Ah, Anne does not deserve to have Frederick pine. In fact, she deserves to lose him completely, and I think we'd both agree that in reality, she would. Were Persuasion a real tale of the modern world, Frederick would find another, more loving partner, one not so easily swayed. And Anne would end an elderly spinster copy editor. But as it is not reality, Anne ends up with a man who pines for her eternally; a man who waits for her. He is in sharp contrast to Benwick, who does not pine for Fanny eternally.
I shall quote my favorite line from Anne: "The one claim I shall make for my own sex is that we love longest, when all hope is gone."
I do not believe it, but it does sound beautiful on the page, does it not? Do you believe the quote, Daniel?
Ah, but that was not very idealistic, was it? I was younger when I wrote the notes at the back of the novel, and not quite as jaded as I am in my old age. I shall remedy this immediately, lest you return my e-mails unread in the future. Though your choice of poem speaks to something of the same, does it not? I will speak to that in a moment; I get ahead of myself.
Anne does not deserve Frederick. Logic tells me this quite surely. But do I wish to believe that a love could be so strong that is traverses time and braves oceans and stomps on all adversities. Oh, yes. I do. Have I seen it happen? I have not. But it does not mean I'll stop hoping for it, and it does not mean I'll stop thinking it exists.

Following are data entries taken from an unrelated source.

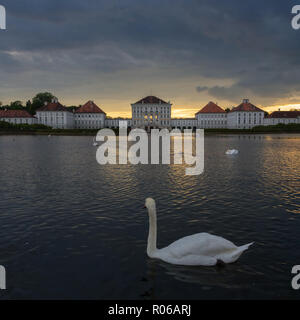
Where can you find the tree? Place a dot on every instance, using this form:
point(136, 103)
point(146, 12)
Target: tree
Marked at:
point(39, 100)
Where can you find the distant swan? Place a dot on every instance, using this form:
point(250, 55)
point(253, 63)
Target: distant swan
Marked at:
point(95, 143)
point(232, 151)
point(200, 249)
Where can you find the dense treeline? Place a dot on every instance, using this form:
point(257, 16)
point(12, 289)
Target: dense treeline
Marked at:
point(31, 105)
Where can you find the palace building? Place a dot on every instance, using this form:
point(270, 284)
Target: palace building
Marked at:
point(17, 117)
point(149, 113)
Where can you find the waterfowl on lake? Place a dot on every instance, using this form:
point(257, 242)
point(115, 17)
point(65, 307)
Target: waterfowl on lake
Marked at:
point(232, 151)
point(200, 249)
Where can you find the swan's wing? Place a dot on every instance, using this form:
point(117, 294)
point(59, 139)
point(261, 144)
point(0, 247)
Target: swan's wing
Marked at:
point(200, 244)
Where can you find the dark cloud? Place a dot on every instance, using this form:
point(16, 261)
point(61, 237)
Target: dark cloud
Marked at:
point(201, 89)
point(250, 42)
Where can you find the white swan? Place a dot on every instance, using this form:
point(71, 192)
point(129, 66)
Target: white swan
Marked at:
point(200, 249)
point(95, 143)
point(232, 151)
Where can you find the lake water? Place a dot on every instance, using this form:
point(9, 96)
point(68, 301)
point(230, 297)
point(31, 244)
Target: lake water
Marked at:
point(70, 228)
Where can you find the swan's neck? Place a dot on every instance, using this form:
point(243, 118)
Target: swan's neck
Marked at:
point(151, 247)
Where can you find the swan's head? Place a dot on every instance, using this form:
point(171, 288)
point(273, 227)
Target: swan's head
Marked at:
point(150, 204)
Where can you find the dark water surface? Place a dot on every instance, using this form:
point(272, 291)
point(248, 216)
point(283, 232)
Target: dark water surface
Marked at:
point(70, 228)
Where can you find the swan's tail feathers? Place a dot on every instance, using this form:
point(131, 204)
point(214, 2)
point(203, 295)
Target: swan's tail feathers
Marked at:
point(245, 246)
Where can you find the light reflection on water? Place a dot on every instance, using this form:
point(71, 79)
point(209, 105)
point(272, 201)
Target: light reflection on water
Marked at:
point(71, 228)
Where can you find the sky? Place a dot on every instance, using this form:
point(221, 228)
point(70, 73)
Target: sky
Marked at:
point(115, 52)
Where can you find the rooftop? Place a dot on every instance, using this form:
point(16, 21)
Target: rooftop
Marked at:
point(211, 108)
point(54, 105)
point(246, 106)
point(15, 114)
point(284, 114)
point(151, 100)
point(89, 107)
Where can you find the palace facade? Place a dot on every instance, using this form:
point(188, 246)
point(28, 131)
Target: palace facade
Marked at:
point(150, 112)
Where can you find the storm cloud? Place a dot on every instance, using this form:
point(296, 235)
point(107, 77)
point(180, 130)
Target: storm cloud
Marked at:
point(241, 48)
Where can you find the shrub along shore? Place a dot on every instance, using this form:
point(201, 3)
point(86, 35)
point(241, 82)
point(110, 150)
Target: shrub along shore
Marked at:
point(39, 129)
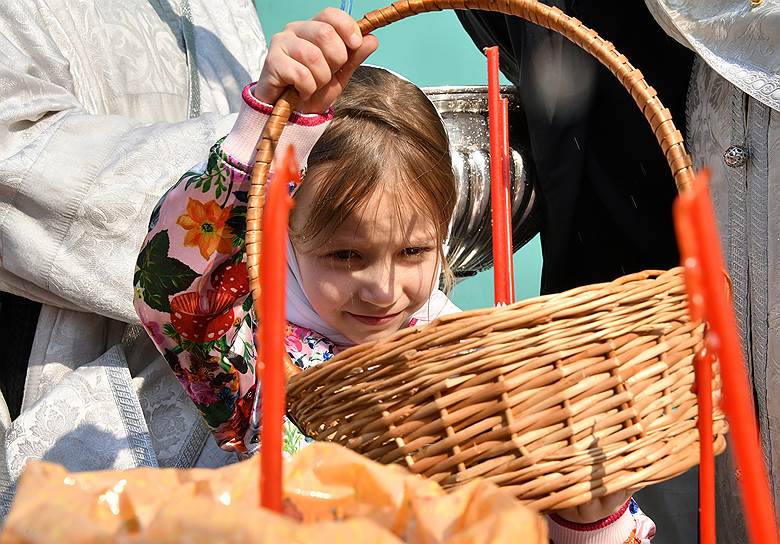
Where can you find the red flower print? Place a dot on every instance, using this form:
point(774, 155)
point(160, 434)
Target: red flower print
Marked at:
point(202, 320)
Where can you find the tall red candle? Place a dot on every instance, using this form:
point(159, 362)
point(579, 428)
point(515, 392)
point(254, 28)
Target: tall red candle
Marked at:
point(270, 336)
point(499, 193)
point(724, 340)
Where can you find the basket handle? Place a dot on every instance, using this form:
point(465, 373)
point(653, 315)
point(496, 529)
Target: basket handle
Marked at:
point(660, 118)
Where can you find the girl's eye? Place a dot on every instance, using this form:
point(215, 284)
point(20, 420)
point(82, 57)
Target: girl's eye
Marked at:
point(343, 254)
point(415, 251)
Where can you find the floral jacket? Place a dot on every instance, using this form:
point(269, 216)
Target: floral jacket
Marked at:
point(192, 295)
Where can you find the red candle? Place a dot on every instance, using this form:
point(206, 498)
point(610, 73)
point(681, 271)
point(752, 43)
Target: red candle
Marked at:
point(723, 339)
point(499, 187)
point(270, 336)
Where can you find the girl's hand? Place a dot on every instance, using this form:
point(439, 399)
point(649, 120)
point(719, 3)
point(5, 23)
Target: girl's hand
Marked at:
point(317, 57)
point(597, 509)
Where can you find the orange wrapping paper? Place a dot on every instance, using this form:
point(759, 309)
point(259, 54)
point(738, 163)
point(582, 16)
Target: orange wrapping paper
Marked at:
point(331, 495)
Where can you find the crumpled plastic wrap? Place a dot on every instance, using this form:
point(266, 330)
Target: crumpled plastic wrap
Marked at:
point(332, 495)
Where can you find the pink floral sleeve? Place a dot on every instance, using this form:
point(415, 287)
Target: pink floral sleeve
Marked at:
point(191, 285)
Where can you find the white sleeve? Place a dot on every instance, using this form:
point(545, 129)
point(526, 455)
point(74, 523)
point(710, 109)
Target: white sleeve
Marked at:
point(76, 189)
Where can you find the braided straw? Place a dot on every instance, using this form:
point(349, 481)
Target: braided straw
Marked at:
point(561, 398)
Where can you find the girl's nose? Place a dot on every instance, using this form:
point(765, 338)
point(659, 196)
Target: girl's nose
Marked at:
point(378, 286)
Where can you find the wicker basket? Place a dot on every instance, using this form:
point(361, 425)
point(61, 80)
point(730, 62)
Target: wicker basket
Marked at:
point(561, 398)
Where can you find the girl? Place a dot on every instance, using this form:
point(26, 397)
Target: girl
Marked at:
point(365, 249)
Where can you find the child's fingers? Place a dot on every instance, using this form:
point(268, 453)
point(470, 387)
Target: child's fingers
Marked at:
point(344, 24)
point(323, 36)
point(286, 71)
point(310, 57)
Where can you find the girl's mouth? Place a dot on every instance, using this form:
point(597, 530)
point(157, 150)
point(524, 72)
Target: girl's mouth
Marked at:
point(374, 320)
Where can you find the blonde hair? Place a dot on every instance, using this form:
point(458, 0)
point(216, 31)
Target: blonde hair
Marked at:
point(381, 121)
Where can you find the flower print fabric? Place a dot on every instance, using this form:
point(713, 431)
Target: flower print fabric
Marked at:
point(192, 287)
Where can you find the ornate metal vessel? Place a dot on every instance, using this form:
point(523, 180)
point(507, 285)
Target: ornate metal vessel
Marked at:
point(465, 114)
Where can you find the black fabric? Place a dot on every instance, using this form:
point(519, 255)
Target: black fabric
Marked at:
point(18, 320)
point(607, 190)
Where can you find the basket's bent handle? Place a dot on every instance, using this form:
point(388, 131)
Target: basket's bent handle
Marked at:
point(660, 118)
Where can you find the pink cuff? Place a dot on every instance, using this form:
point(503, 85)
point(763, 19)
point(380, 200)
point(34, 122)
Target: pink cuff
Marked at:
point(616, 529)
point(303, 130)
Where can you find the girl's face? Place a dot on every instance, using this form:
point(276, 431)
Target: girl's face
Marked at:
point(375, 271)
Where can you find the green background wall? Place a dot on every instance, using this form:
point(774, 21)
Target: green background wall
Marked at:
point(430, 49)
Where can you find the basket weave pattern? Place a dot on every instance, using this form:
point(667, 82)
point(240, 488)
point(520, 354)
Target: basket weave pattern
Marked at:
point(561, 398)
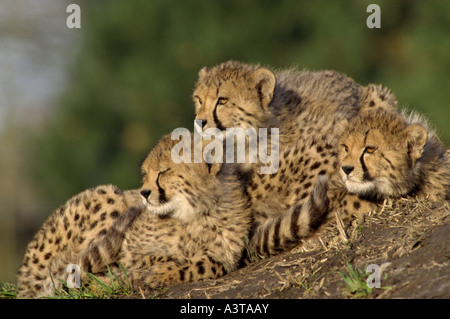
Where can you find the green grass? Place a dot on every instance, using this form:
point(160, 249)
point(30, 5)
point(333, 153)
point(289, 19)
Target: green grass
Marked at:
point(8, 291)
point(355, 281)
point(92, 288)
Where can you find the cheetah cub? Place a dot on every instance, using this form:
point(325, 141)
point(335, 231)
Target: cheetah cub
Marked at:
point(188, 222)
point(70, 230)
point(389, 154)
point(311, 110)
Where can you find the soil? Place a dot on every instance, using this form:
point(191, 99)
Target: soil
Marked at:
point(407, 241)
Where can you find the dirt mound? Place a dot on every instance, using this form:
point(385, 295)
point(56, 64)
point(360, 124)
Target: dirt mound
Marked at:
point(406, 247)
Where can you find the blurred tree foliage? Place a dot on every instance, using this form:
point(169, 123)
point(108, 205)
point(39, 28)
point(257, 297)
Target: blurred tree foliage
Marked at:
point(133, 77)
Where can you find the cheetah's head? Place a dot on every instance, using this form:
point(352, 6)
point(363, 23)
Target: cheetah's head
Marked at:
point(178, 190)
point(233, 95)
point(380, 154)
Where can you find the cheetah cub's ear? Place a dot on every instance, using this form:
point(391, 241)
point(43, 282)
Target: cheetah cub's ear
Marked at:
point(264, 82)
point(203, 72)
point(416, 137)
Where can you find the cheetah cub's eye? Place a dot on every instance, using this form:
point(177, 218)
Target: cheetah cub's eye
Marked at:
point(371, 149)
point(199, 100)
point(222, 100)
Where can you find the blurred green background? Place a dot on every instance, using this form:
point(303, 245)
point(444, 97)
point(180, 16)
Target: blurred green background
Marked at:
point(130, 70)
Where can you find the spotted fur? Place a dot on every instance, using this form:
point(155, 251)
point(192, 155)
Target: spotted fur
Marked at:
point(311, 110)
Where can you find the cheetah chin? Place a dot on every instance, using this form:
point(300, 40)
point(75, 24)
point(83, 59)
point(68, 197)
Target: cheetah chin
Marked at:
point(166, 209)
point(362, 188)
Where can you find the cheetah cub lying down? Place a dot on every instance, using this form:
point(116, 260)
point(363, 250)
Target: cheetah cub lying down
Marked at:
point(390, 154)
point(188, 222)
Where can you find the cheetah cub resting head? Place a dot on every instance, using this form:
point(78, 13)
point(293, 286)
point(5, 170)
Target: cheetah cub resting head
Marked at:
point(389, 154)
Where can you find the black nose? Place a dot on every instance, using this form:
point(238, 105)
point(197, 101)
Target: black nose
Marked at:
point(146, 193)
point(347, 169)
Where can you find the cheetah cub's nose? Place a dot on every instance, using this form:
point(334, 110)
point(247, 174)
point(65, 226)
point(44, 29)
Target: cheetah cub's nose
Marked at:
point(145, 193)
point(347, 169)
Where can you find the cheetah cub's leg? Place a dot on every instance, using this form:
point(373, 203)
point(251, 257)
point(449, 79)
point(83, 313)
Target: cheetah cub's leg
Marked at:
point(153, 272)
point(300, 221)
point(100, 253)
point(379, 97)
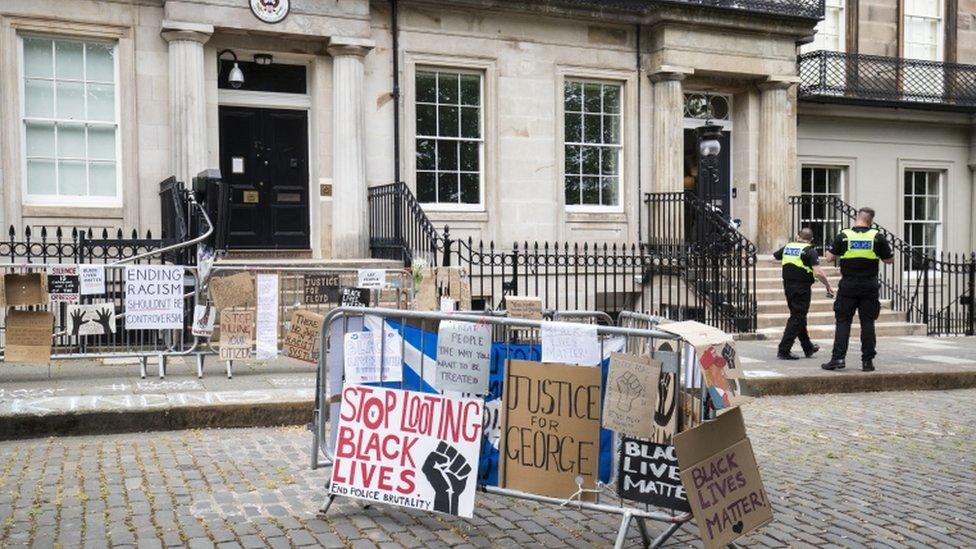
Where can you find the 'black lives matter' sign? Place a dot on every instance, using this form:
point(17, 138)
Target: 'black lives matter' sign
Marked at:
point(649, 473)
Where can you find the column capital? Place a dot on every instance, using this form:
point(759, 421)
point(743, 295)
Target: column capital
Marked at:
point(664, 73)
point(343, 45)
point(180, 30)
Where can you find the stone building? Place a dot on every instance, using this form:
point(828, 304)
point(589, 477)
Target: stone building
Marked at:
point(536, 120)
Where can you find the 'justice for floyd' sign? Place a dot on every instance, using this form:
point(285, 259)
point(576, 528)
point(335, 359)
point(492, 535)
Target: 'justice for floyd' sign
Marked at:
point(405, 448)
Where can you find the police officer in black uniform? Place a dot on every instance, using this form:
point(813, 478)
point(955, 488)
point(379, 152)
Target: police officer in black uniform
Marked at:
point(859, 249)
point(801, 264)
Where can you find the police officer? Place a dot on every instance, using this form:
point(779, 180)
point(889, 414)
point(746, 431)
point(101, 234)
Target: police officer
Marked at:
point(859, 250)
point(801, 264)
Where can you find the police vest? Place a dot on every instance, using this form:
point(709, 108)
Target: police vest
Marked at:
point(793, 255)
point(860, 245)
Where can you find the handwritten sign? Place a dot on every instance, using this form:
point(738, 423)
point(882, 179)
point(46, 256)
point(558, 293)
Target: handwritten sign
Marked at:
point(92, 279)
point(321, 289)
point(362, 352)
point(236, 334)
point(463, 357)
point(372, 278)
point(631, 394)
point(63, 285)
point(719, 471)
point(409, 449)
point(267, 316)
point(153, 297)
point(302, 341)
point(570, 343)
point(648, 473)
point(551, 427)
point(94, 319)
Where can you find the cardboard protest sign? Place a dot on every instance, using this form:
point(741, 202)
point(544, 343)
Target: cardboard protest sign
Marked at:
point(409, 449)
point(93, 319)
point(302, 340)
point(631, 394)
point(28, 337)
point(463, 357)
point(551, 432)
point(63, 284)
point(648, 473)
point(372, 279)
point(236, 334)
point(362, 352)
point(528, 308)
point(231, 291)
point(321, 289)
point(25, 289)
point(570, 343)
point(719, 471)
point(92, 279)
point(267, 316)
point(153, 297)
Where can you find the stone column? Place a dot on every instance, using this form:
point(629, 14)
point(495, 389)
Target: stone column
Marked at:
point(350, 226)
point(187, 97)
point(777, 161)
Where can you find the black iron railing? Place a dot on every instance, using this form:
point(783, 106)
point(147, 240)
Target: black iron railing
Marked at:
point(933, 289)
point(886, 81)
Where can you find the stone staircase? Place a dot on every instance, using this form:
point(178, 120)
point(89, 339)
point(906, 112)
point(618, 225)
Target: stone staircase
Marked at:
point(774, 312)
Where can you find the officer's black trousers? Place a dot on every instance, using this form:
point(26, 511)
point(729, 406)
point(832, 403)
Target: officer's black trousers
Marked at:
point(864, 300)
point(798, 300)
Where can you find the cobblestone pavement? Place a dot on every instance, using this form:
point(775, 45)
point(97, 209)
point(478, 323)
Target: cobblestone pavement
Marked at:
point(880, 469)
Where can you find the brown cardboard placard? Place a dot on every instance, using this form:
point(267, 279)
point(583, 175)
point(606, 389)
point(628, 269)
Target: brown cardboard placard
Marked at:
point(232, 291)
point(25, 289)
point(29, 337)
point(573, 424)
point(631, 394)
point(302, 340)
point(719, 472)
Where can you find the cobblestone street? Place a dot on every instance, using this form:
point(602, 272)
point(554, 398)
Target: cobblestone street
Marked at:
point(883, 469)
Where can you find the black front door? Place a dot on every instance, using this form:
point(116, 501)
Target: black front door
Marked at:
point(264, 159)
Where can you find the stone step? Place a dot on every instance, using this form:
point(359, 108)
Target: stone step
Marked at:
point(826, 331)
point(778, 320)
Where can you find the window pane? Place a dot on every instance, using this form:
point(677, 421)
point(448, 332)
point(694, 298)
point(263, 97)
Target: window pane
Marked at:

You realize I must demand your opinion on romance, given the above paragraph? Consider this a request. Or shall I consider your poem your final word on the matter? The Yeats is lovely. It's amazing that a poem so unexceptional in all its individual parts should create such an exceptional whole. As for the meaning behind the eight simple lines - young love is about passion and no thought, while age and experience turn love into something more vital and pulsing in friendship. Do you think sexual attraction is a detriment to true love? Do you think love is that thing that happens once sexual attraction is no longer at the forefront?
I think Anne would have wanted both - the friendship and the attraction and mad frenzied love combined. Or perhaps that is me; I can never tell.
I am going to be terribly bold and request a book in return. Anything of your choosing, and it can be sent to the Publishing House. I am feeling daring.
Claire
P.S. You still owe me a paragraph, but I shall go easy on you, since you are convalescing.
P.S.S. I'm afraid my nosiness has been getting me quite a bit of trouble lately. Someone recently told me that not everyone feels comfortable having questions asked of them. That the better thing to do was to try to find things out without asking. I always assumed it was better to be honest. I respectfully request your opinion on the matter.
P.S.S.S. Harris proposed to Jane Austen in her youth, and she turned him down. Rumor was that he was not smart enough for her, and I wonder if she regretted it all her days. Persuasion was written just before her death, and I see it almost as a lament. Should he have changed his name to Daniel, do you think?